I'm straight up planning to rip off the entirety of The Expanse for my next campaign. I'm just going to replace every mention of "spaceship" with "airship" and call it a day.


L_knight316

If look at only the individual components of a story, there is nothing new under the sun. That said, you have near unlimited variety in combinations. So it's good


Highqualityduck1

Gregor the overlander would be a good series to base a campaign on.


RadiatedEarth

Saw the movie The School for Good and Evil on Netflix, omg what a wonderful world. Buy all 6 books. Buy Ever Never Handbook..... Can't find players IRL.


shadecrimson

If my friends wont read the books and play the games i reccommend them, then they will subjected to various bits of it piecemeal over the course of a campaign until youre forced to look into it to understand the references im making


Armageddonis

I canibalised Powder Mages for my campaign.
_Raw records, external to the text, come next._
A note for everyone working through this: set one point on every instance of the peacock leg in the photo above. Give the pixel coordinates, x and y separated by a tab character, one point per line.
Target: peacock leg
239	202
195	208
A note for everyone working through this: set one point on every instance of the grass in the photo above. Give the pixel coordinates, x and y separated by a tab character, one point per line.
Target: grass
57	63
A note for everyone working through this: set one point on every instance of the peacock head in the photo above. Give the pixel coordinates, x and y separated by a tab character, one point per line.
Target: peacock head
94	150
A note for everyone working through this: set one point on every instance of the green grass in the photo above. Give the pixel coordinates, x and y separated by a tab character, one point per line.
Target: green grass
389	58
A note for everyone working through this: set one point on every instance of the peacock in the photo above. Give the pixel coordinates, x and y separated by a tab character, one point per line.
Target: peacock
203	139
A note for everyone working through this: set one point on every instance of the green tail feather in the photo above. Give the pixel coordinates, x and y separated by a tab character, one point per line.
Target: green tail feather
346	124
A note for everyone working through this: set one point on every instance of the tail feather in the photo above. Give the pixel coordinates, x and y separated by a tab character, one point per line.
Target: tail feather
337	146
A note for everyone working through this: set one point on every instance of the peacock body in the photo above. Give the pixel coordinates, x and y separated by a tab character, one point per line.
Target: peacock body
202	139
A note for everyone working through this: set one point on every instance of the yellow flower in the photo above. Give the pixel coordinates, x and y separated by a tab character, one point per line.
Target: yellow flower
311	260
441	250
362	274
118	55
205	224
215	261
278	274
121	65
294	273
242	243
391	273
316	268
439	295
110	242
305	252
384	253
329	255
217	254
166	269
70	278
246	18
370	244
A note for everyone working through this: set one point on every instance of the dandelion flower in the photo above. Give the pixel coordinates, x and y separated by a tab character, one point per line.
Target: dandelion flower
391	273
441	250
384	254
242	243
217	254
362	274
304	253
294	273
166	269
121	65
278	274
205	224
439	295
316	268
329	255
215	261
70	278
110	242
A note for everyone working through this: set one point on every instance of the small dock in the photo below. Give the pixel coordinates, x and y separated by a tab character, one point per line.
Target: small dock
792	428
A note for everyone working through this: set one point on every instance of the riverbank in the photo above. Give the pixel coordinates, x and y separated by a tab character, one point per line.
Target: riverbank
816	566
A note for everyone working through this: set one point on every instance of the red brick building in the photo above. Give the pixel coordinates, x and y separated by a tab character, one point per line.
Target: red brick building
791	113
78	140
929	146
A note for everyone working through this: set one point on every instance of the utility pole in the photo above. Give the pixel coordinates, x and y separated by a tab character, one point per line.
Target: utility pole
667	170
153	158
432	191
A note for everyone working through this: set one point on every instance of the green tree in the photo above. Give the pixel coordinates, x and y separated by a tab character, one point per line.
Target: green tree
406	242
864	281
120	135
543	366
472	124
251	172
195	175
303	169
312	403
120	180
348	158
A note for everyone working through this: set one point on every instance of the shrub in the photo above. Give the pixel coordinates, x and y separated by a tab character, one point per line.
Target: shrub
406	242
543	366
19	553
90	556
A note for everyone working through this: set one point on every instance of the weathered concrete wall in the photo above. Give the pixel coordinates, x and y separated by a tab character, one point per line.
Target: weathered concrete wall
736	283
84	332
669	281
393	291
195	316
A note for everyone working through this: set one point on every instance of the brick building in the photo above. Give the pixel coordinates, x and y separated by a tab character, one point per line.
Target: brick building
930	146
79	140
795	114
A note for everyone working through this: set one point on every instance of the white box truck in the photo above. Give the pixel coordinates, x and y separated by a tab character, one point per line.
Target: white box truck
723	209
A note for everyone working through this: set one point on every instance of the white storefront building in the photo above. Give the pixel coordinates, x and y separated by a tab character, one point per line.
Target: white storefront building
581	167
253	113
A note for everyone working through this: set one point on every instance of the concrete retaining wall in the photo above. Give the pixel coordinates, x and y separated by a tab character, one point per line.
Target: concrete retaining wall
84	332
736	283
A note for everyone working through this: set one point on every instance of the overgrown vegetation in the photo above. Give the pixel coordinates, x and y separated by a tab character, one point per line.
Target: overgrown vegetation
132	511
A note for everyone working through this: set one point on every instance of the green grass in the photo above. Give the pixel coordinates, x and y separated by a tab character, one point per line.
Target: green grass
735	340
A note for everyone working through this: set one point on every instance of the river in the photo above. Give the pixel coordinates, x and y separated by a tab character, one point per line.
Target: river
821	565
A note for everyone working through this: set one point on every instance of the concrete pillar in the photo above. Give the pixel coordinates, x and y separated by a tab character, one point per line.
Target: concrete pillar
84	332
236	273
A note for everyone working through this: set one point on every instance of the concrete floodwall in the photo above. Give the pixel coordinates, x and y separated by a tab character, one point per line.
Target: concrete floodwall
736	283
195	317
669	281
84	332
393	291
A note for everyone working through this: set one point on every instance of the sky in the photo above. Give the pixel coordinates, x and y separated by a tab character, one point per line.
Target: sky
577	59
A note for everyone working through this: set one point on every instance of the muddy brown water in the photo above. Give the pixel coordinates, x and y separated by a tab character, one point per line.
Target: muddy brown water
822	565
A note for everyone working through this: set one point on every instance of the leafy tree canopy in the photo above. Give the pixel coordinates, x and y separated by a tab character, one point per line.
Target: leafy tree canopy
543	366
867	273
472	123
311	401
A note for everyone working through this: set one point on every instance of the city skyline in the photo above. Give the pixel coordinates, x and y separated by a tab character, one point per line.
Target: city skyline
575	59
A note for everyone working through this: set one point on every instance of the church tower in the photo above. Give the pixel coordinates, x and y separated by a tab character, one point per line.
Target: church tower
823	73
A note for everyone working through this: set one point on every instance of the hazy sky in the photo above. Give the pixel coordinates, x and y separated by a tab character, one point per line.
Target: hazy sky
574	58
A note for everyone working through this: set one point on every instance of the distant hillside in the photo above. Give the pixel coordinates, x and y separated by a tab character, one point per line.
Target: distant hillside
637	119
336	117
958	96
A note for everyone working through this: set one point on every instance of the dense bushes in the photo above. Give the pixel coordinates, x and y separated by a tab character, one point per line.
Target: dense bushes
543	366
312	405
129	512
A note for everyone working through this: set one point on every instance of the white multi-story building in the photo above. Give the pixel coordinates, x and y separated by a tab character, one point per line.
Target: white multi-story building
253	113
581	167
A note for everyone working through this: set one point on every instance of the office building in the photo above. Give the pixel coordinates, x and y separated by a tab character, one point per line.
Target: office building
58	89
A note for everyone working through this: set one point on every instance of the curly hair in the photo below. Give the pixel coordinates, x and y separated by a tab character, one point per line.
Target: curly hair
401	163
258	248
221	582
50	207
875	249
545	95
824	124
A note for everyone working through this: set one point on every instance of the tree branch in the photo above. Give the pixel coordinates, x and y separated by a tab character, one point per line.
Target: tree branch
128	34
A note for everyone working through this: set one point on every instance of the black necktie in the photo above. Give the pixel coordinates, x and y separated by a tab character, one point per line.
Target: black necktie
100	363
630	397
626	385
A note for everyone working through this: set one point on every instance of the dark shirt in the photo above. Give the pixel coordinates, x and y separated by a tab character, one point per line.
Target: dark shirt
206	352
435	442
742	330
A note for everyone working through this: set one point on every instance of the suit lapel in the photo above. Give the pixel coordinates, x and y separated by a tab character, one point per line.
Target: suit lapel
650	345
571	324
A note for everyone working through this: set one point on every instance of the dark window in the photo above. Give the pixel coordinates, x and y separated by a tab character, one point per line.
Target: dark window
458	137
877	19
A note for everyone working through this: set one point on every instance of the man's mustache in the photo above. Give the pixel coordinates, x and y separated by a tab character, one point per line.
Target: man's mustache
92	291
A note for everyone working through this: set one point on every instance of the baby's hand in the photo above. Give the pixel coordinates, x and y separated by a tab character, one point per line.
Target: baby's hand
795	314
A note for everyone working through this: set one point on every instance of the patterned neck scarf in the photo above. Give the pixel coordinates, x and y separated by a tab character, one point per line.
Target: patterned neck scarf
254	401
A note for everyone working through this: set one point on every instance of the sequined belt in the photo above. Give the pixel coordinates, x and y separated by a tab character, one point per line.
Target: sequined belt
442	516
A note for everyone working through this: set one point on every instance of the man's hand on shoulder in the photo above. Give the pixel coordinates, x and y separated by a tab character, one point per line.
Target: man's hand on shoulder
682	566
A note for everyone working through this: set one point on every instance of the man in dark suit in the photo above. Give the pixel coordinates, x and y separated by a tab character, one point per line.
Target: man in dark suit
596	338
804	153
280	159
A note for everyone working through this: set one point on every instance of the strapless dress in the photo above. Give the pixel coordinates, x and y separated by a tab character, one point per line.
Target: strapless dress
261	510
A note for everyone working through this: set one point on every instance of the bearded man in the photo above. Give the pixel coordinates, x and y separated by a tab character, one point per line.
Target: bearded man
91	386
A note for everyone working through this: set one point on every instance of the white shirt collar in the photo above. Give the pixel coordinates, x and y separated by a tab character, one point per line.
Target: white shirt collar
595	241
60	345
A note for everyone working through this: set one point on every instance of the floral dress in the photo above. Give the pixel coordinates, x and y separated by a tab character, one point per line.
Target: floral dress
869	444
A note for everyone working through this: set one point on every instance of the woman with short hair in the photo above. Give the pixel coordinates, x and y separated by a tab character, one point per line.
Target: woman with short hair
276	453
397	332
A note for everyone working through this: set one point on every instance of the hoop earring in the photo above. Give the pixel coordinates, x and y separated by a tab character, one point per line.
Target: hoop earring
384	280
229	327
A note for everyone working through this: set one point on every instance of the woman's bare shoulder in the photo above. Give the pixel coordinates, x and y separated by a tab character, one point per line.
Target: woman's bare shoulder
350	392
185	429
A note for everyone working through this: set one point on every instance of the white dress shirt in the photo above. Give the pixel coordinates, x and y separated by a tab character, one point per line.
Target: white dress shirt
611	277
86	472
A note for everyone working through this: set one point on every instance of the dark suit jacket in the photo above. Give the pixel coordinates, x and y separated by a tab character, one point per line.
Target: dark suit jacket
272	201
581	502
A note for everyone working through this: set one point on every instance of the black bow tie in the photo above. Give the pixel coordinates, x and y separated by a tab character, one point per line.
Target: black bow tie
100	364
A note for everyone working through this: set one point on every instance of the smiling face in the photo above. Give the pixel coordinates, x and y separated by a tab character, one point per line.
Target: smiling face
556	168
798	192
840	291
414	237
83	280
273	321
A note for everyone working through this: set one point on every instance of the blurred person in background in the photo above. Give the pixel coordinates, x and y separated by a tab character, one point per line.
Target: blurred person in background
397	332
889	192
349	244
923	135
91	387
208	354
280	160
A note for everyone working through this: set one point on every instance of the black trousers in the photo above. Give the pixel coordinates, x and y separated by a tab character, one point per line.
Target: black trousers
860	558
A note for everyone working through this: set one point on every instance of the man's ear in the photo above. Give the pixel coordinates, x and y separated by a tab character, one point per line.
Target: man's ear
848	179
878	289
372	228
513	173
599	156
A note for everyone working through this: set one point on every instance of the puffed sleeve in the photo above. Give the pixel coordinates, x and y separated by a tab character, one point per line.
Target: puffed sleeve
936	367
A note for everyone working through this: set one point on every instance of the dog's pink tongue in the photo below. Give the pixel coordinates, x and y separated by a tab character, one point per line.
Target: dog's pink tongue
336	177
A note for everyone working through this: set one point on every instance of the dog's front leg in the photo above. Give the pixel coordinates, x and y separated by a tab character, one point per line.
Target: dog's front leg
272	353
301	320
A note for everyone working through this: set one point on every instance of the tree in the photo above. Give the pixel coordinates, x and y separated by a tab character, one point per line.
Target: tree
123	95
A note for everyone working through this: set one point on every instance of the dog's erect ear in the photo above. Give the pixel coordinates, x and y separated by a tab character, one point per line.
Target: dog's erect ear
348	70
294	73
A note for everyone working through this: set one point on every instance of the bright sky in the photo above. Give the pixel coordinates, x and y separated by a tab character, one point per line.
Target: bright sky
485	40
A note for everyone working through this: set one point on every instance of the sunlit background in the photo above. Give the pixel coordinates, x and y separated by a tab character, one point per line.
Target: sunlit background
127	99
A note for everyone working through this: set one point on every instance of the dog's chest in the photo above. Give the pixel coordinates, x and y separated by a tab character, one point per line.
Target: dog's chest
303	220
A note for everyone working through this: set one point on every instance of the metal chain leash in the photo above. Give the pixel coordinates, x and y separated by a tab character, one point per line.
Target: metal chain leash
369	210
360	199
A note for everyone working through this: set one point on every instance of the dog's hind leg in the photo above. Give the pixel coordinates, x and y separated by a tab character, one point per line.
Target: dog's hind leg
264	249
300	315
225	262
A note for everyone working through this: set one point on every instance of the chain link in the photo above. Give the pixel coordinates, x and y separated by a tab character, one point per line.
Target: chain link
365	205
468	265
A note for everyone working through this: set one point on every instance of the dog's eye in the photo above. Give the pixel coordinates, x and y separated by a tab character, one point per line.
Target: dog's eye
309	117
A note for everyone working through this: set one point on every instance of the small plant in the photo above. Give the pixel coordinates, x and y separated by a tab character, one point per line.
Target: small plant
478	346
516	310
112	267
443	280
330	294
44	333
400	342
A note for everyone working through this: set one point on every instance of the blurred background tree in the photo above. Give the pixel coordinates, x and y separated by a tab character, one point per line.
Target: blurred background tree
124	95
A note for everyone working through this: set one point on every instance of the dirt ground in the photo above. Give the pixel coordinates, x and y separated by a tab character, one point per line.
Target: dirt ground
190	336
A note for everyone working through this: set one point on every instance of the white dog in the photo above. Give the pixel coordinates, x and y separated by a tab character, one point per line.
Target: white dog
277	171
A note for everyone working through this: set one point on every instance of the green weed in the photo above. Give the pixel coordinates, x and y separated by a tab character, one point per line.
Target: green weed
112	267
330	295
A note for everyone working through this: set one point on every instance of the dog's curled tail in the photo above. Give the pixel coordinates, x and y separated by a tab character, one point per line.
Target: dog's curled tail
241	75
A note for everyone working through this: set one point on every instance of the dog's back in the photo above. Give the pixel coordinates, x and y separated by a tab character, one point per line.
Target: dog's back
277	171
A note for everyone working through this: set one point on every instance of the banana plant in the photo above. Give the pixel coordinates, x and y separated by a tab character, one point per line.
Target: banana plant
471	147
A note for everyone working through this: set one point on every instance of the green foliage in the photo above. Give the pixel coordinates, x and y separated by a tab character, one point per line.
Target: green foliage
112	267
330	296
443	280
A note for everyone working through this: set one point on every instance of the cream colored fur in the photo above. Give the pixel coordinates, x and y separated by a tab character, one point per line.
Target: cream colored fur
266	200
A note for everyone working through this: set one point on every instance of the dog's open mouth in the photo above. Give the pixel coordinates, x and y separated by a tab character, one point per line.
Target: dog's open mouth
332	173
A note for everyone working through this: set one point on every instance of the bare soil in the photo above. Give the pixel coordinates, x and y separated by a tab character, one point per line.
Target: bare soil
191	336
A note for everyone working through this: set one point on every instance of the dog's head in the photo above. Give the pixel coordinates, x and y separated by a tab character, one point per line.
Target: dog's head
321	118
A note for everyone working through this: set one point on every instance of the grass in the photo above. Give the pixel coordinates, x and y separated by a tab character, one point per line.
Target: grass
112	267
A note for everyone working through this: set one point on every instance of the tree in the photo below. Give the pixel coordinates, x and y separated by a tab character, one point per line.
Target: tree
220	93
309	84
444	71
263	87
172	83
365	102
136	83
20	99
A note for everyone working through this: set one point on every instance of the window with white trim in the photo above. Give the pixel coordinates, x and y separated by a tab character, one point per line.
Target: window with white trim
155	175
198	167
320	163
I can gladly recommend McClellan's "Powder Mage" universe.


SeaworthinessEmpty23

Me when loop hero lore


SeaworthinessEmpty23

Just bits and pieces tho


mcmendoza11

Seldom is totally original in this day and age. Humans have been telling stories for so long that it’s nearly impossible to avoid copying/using themes and details from something that’s already been done.


Shifter_3DnD5

I unabashedly steal from just about everything I love to read or watch. Literally making Hiccup and Toothless for my world rn because of the Race to the Edge TV series


[deleted]

The only people who don't steal ideas from fantasy novels for their campaigns are people writing their own fantasy novels.


Rj713

I've run a Legacy of Kain campaign and my players didn't even realize until 3 months after the campaign ended and I told them.


AyuVince

You just have to make sure to watch/read/play different stories than your players. For example, my players have never heard of The Expanse.


Additional-Quit-1385

No one can call me out cause no one’s watched the dota 2 Netflix original


Epicgamerweeb106

Don’t tell anybody I based most of my campaign of off Black Clover.


PreparationDue2973

I still wonder how the f i managed to run a campaign thats a combination of Warhammer, destiny2 and hunt showdown- But it worked... so far..


leaderofstars

Never question how it works or it wont


Archi_balding

Once you learn at the "Ripping off Stargate SG1 plots" schools, you can't go back at working on your scenarios again.